“Quality is the exclusion of coincidence”, a famous statement by Dutch football manager Louis van Gaal. Not only applicable to sport, but also an important management lesson for many projects. Still, many organizations are struggling with this necessary project step.

In daily operation, it appears that the test phase of a software solution is often seen as the closing item of a project, or is utilized to compensate any delay that occurred during the implementation. At the same time, it is difficult to quantify the investment in terms of time and money and to prove the added value.

When implementing a custom software solution, an extensive testing phase is crucial. All functionalities are tailor made to your business specific needs.
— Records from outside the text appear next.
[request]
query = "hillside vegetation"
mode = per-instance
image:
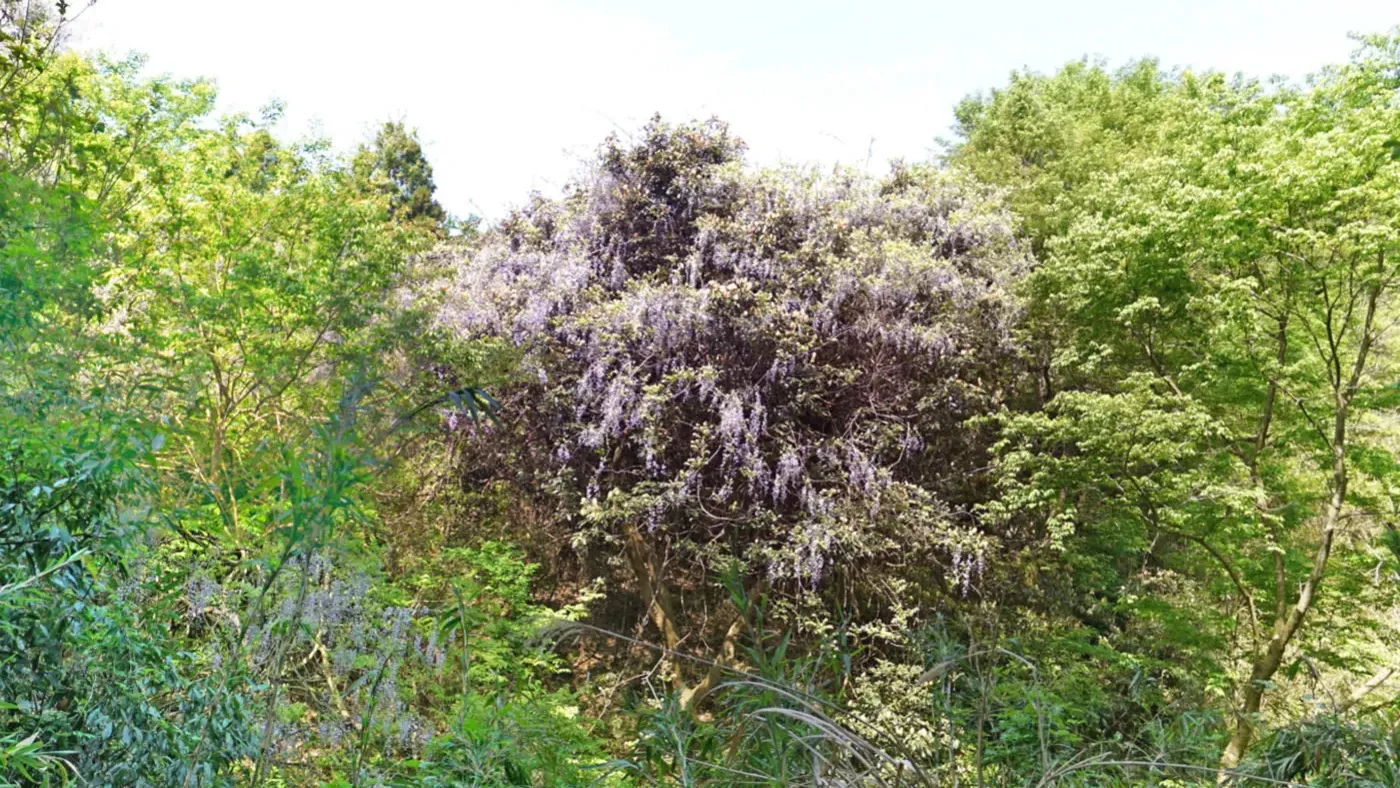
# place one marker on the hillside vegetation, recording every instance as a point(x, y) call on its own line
point(1064, 459)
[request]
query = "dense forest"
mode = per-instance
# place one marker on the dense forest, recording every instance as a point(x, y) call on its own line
point(1066, 458)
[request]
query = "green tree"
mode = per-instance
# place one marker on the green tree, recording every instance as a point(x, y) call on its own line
point(394, 167)
point(1217, 290)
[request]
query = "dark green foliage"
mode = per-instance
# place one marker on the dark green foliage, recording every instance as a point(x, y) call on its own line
point(395, 168)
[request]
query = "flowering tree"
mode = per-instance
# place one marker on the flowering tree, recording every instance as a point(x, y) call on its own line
point(759, 371)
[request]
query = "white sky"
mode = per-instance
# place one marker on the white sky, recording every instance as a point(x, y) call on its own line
point(508, 95)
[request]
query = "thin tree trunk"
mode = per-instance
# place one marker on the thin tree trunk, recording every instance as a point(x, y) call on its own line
point(1287, 624)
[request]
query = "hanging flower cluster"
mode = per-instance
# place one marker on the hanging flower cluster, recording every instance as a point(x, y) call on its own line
point(772, 366)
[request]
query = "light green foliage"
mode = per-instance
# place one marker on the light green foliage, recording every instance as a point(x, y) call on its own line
point(1214, 298)
point(1066, 461)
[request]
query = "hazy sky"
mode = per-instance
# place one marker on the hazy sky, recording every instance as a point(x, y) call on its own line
point(508, 95)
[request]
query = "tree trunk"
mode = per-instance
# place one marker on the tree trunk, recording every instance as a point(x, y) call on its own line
point(646, 566)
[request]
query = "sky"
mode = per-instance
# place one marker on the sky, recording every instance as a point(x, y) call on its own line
point(510, 95)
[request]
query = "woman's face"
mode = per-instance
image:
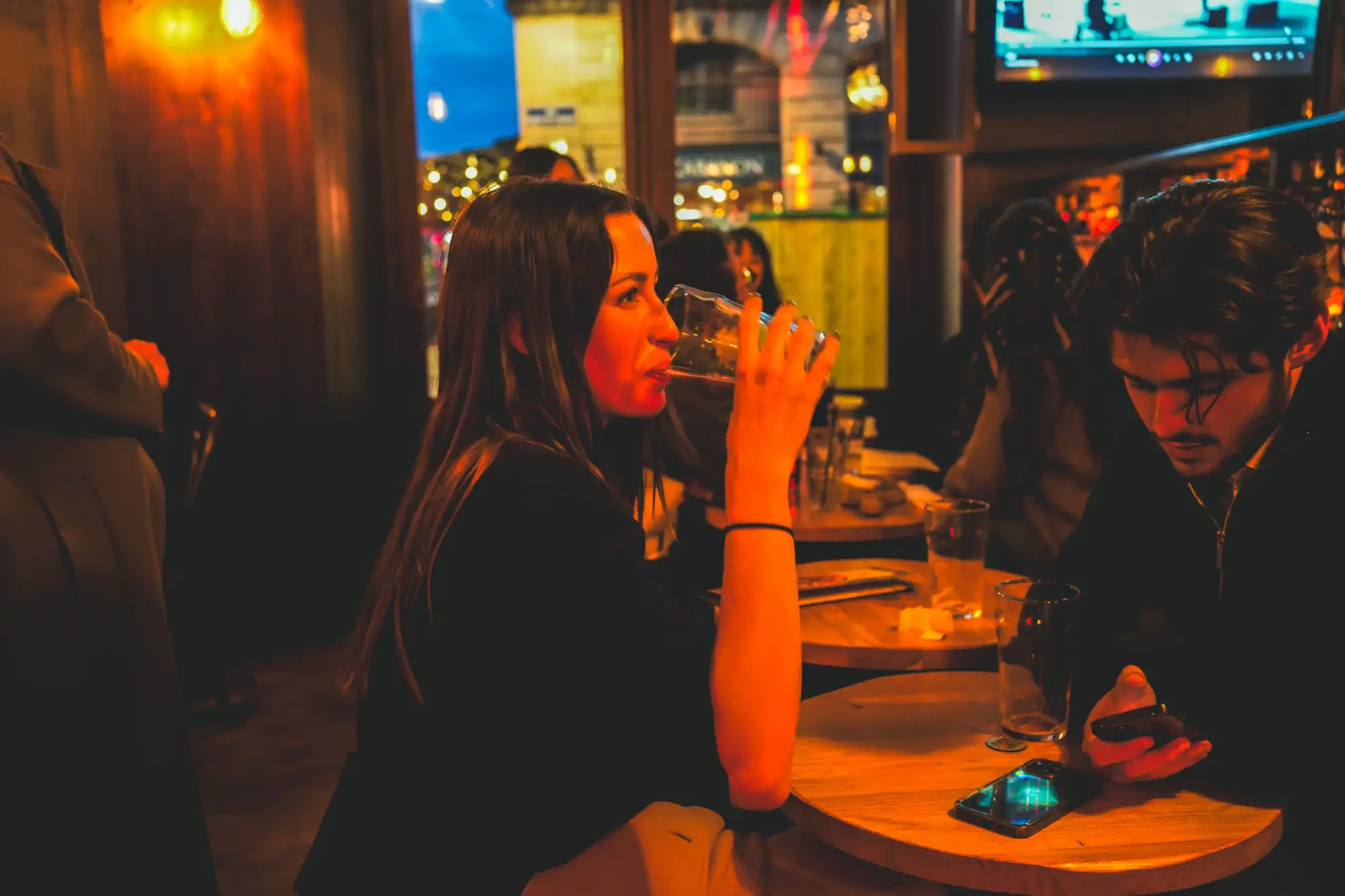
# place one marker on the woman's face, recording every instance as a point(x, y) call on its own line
point(748, 266)
point(631, 346)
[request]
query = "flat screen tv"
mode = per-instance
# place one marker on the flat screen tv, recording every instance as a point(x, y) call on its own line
point(1096, 40)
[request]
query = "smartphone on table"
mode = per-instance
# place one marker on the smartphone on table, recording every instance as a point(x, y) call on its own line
point(1028, 798)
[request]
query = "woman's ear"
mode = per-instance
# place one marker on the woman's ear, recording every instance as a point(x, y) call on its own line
point(1311, 342)
point(516, 334)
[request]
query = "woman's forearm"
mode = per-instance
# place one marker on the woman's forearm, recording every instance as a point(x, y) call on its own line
point(758, 665)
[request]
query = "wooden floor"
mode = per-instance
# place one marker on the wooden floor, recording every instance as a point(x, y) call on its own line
point(267, 780)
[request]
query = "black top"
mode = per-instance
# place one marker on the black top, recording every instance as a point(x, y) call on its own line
point(1249, 655)
point(566, 690)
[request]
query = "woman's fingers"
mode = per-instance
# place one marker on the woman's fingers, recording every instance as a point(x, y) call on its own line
point(822, 365)
point(778, 338)
point(750, 325)
point(801, 345)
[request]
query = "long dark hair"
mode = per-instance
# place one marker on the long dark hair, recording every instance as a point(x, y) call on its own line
point(1028, 325)
point(539, 252)
point(769, 290)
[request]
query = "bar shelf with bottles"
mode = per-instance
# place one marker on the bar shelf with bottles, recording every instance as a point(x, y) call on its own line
point(1307, 159)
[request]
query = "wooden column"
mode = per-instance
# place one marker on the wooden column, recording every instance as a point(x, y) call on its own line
point(268, 212)
point(54, 114)
point(650, 103)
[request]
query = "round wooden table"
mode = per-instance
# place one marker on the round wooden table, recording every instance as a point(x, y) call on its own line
point(905, 521)
point(878, 767)
point(866, 633)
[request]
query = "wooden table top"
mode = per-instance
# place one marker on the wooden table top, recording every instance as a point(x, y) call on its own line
point(905, 521)
point(879, 764)
point(866, 633)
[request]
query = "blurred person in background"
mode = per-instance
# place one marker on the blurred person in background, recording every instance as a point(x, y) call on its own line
point(544, 162)
point(1030, 452)
point(96, 774)
point(753, 266)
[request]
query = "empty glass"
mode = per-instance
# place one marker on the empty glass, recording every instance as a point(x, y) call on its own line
point(957, 533)
point(1038, 624)
point(709, 346)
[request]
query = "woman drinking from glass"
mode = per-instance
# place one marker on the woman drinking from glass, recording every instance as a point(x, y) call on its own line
point(531, 698)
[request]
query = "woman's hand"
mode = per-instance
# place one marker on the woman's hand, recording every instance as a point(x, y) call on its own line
point(774, 401)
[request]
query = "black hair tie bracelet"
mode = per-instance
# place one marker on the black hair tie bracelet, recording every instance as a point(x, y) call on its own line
point(777, 526)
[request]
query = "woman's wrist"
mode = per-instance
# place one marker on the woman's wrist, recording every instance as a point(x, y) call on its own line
point(759, 499)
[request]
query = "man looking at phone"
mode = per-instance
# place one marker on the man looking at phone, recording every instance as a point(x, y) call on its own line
point(1207, 555)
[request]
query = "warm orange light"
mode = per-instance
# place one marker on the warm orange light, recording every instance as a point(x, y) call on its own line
point(802, 171)
point(181, 28)
point(240, 17)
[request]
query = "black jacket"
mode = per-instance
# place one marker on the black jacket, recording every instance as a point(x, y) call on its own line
point(1250, 657)
point(566, 690)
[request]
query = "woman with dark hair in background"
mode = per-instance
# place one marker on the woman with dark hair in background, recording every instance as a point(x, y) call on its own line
point(544, 162)
point(755, 268)
point(1030, 454)
point(576, 771)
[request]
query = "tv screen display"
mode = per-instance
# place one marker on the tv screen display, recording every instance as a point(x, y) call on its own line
point(1079, 40)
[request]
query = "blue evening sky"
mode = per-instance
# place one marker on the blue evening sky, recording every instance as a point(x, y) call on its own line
point(465, 50)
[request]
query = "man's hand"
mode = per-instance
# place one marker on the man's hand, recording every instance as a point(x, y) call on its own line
point(150, 353)
point(1132, 760)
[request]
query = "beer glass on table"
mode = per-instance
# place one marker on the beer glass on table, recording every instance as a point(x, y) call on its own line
point(957, 533)
point(1038, 630)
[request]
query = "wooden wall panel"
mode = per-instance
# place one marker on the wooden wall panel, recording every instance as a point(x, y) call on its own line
point(219, 206)
point(54, 114)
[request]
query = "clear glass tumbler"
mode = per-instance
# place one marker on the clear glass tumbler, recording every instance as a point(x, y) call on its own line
point(1038, 624)
point(957, 533)
point(709, 346)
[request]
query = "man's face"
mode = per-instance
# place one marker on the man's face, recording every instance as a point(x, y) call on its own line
point(1210, 423)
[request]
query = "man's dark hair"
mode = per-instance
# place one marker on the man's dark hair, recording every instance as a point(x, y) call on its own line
point(537, 162)
point(1241, 261)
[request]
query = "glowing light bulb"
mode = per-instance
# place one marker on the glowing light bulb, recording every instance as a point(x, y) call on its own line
point(240, 17)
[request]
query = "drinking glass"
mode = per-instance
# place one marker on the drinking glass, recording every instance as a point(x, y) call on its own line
point(709, 346)
point(1038, 628)
point(957, 533)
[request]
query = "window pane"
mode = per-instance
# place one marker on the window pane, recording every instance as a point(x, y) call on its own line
point(498, 76)
point(782, 116)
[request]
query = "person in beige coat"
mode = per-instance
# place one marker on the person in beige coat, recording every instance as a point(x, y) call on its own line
point(1030, 452)
point(96, 775)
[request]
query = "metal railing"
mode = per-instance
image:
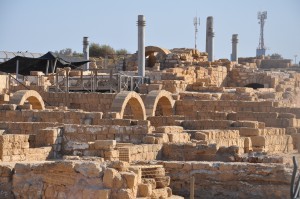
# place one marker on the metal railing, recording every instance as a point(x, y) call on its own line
point(295, 183)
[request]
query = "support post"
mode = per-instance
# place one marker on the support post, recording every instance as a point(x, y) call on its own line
point(141, 45)
point(210, 38)
point(47, 67)
point(56, 88)
point(192, 187)
point(86, 52)
point(17, 69)
point(234, 56)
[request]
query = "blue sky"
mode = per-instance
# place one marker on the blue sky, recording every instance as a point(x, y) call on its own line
point(41, 26)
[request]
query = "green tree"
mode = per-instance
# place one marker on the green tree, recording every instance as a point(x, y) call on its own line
point(69, 52)
point(276, 56)
point(97, 50)
point(122, 52)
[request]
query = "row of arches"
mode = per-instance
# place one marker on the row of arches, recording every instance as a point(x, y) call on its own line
point(128, 104)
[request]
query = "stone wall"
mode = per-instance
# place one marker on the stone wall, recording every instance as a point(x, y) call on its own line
point(77, 179)
point(230, 180)
point(52, 115)
point(76, 137)
point(86, 101)
point(3, 84)
point(184, 107)
point(25, 127)
point(275, 63)
point(14, 148)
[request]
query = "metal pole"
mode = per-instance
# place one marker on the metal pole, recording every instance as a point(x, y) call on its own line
point(141, 45)
point(192, 187)
point(57, 82)
point(234, 56)
point(209, 38)
point(86, 52)
point(17, 70)
point(47, 67)
point(131, 83)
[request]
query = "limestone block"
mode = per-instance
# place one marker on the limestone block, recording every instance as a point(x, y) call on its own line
point(149, 140)
point(169, 129)
point(125, 194)
point(130, 179)
point(144, 190)
point(162, 181)
point(105, 144)
point(88, 169)
point(108, 178)
point(160, 193)
point(111, 154)
point(96, 194)
point(149, 181)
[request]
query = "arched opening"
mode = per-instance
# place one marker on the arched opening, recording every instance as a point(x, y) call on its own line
point(255, 85)
point(159, 103)
point(32, 97)
point(163, 107)
point(154, 55)
point(133, 110)
point(35, 103)
point(129, 105)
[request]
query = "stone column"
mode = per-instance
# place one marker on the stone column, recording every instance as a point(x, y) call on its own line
point(17, 70)
point(235, 40)
point(86, 54)
point(209, 38)
point(141, 45)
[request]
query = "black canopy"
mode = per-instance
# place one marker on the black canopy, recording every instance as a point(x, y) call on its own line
point(27, 64)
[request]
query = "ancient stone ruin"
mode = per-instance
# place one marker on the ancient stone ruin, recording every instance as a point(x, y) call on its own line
point(191, 128)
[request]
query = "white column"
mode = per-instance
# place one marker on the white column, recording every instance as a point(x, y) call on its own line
point(86, 54)
point(234, 56)
point(210, 38)
point(17, 69)
point(141, 45)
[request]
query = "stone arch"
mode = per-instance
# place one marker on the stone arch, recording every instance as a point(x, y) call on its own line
point(129, 100)
point(31, 96)
point(159, 102)
point(254, 85)
point(150, 52)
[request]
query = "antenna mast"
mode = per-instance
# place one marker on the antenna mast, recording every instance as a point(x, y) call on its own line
point(196, 24)
point(261, 50)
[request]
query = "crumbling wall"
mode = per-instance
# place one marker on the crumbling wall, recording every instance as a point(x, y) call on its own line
point(230, 180)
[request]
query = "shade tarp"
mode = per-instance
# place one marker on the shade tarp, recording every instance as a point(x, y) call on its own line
point(27, 64)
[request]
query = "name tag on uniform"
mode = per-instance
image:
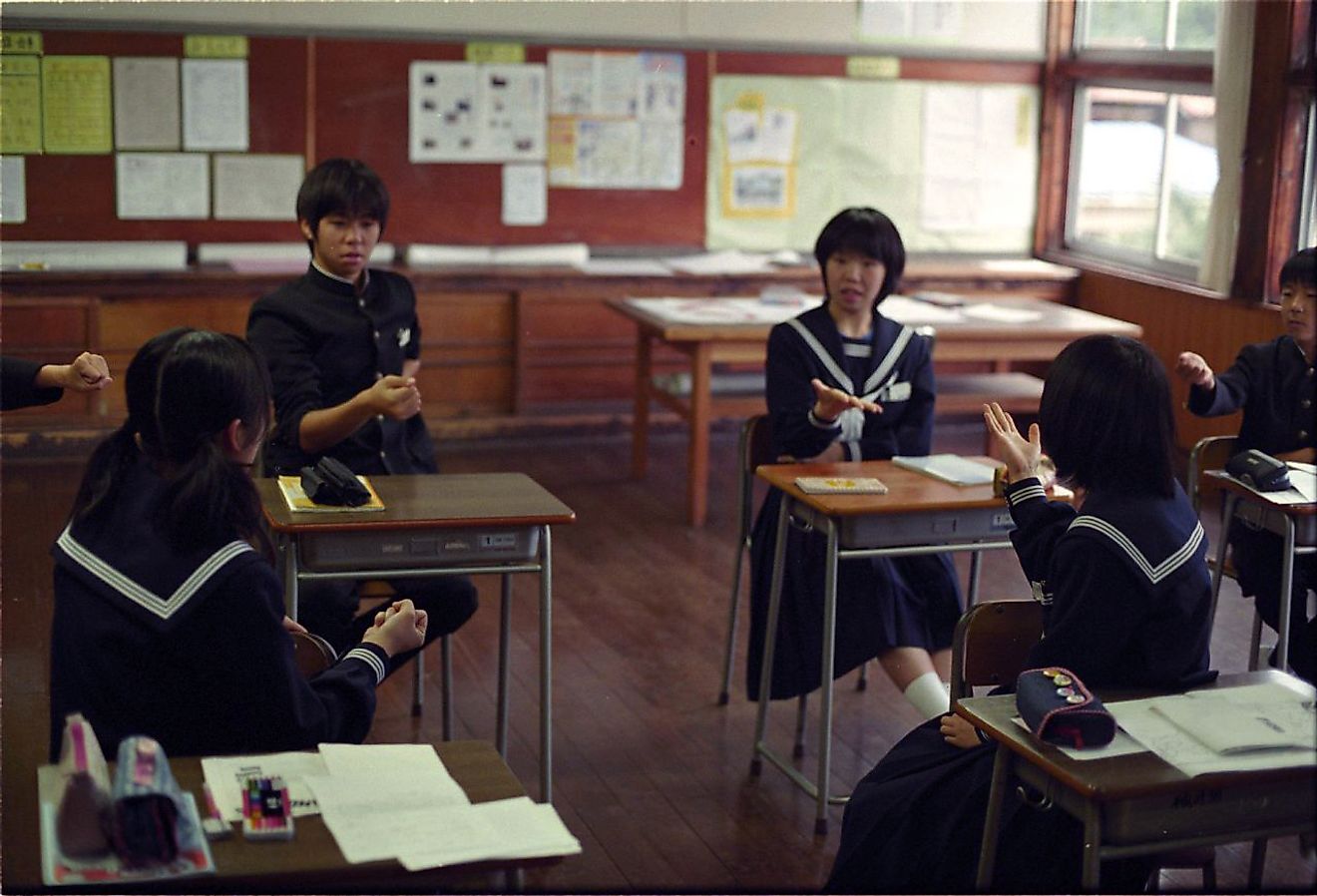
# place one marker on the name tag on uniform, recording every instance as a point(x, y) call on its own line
point(897, 391)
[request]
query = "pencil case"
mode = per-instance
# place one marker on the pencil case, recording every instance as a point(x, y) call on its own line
point(1059, 709)
point(82, 821)
point(147, 804)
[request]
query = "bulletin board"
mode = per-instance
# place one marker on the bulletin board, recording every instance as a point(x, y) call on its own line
point(954, 165)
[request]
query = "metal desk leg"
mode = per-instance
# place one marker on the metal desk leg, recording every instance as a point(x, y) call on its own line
point(826, 695)
point(1092, 846)
point(505, 637)
point(546, 667)
point(774, 601)
point(992, 818)
point(1287, 586)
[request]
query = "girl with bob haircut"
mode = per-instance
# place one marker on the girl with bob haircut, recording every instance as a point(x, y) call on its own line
point(843, 382)
point(1122, 580)
point(169, 616)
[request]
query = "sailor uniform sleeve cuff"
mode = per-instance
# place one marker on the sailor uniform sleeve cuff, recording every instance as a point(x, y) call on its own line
point(824, 424)
point(373, 657)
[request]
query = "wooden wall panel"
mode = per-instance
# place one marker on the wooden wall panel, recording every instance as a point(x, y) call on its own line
point(1175, 320)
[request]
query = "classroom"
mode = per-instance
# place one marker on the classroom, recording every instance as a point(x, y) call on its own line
point(597, 228)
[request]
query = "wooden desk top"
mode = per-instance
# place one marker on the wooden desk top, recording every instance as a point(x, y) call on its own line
point(441, 501)
point(311, 861)
point(908, 490)
point(1117, 777)
point(1055, 321)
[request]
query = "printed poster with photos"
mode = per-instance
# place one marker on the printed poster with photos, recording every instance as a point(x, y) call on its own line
point(470, 112)
point(758, 159)
point(617, 120)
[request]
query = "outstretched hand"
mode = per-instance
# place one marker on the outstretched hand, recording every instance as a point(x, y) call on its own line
point(1020, 453)
point(830, 402)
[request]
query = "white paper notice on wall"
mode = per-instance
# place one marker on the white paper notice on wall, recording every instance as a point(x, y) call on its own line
point(257, 188)
point(468, 112)
point(526, 196)
point(13, 190)
point(215, 104)
point(163, 186)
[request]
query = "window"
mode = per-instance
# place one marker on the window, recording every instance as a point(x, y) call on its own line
point(1135, 194)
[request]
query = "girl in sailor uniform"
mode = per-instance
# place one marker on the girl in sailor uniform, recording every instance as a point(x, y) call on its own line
point(843, 382)
point(169, 616)
point(1126, 603)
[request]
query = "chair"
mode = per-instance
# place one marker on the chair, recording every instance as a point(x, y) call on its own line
point(377, 591)
point(755, 447)
point(991, 648)
point(1210, 453)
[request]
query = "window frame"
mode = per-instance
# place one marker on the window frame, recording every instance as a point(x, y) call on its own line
point(1274, 167)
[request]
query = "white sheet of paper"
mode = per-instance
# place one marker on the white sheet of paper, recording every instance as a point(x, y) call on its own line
point(163, 186)
point(215, 104)
point(258, 188)
point(225, 775)
point(13, 189)
point(526, 196)
point(147, 103)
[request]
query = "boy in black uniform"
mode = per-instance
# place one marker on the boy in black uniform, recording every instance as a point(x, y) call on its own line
point(342, 345)
point(1275, 383)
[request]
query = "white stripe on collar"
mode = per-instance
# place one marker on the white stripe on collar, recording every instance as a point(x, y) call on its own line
point(144, 597)
point(1155, 574)
point(822, 353)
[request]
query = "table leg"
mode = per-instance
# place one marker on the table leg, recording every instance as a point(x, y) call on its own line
point(992, 818)
point(546, 667)
point(826, 689)
point(505, 637)
point(1092, 847)
point(696, 467)
point(1287, 584)
point(641, 413)
point(774, 601)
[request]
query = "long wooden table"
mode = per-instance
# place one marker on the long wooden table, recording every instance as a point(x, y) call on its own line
point(996, 343)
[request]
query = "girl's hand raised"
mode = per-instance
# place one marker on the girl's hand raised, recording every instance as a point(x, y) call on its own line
point(1020, 453)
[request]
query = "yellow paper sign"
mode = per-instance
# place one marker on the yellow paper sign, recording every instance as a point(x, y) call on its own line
point(497, 53)
point(873, 68)
point(27, 42)
point(215, 46)
point(75, 104)
point(20, 114)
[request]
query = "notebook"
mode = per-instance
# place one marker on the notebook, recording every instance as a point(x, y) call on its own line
point(839, 485)
point(949, 468)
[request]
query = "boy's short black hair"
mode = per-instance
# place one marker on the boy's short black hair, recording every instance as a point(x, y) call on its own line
point(344, 186)
point(1300, 269)
point(1105, 416)
point(868, 232)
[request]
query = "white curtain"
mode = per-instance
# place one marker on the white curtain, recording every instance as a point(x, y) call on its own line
point(1230, 82)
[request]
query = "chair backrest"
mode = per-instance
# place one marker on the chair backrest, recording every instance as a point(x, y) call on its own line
point(1209, 453)
point(311, 653)
point(992, 642)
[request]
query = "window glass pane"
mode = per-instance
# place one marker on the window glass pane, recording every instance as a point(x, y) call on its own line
point(1196, 25)
point(1120, 145)
point(1124, 24)
point(1192, 177)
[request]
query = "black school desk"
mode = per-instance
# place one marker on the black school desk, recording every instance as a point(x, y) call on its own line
point(311, 861)
point(918, 514)
point(1139, 804)
point(436, 526)
point(1296, 525)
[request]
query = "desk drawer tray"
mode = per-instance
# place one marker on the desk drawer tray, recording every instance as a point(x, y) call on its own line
point(1209, 810)
point(418, 549)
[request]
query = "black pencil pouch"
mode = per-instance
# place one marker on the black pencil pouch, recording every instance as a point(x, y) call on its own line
point(1059, 709)
point(147, 804)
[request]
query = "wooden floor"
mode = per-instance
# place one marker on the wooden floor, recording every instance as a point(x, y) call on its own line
point(651, 773)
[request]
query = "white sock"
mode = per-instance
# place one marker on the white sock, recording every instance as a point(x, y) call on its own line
point(927, 694)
Does this imply that standard software does not have to be tested? Not really. Because whether we’re talking about an implementation or upgrade: to optimize the software it must be tested thoroughly. However, it involves a different effort than with a custom-made solution.

Ultimately, it is about fine tuning the software with the needs and processes of your organization. Since key users are familiar with the internal processes of the organization, they play an elementary (key) role in the success of the solution. With the team, they remain responsible for the process.

There are countless theories and methods available – with their own pros and cons – for a successful test phase. But always comes down to the knowledge and expertise of the key user. They are aware of the process, know where data is being used and understand what happens in the “background” of the system. But also what consequences a minor change may bring along may, which other processes may be interfering and the tips and tricks to correct errors and imperfections. It brings a lot of advantages to carefully test during software implementations, upgrades, optimizations or support and make sure you are working with capable key users.

6 tips for a successful implementation/upgrade

Are you planning an implementation or upgrade? Then read the following best practices:

  • Invest in knowledge. Create independence by building and maintaining application knowledge internally and keeping it up to date.
  • Test and check. The software vendor has a lot of knowledge and experience in the application and industry. However, always check and test what it suggests – not everything is directly applicable to your organization.
  • Dare to change. Many processes arise from the (un)possibilities of previous applications or previous versions. Be open to the possibilities of new applications or upgrades.
  • Involve colleagues. By training your colleagues as key users, you create the possibility to test processes thoroughly and detect errors faster. In addition, this “train-the-trainer” concept stimulates a better acceptance of the software within the organization.
  • Plan your campaign. Avoid unnecessary loss of time and additional costs with a well-thought-out implementation or upgrading process – including evaluation during the process.
  • Prevent surprises. Look for the edges and exceptions of the software, and look beyond the ‘happy flow’.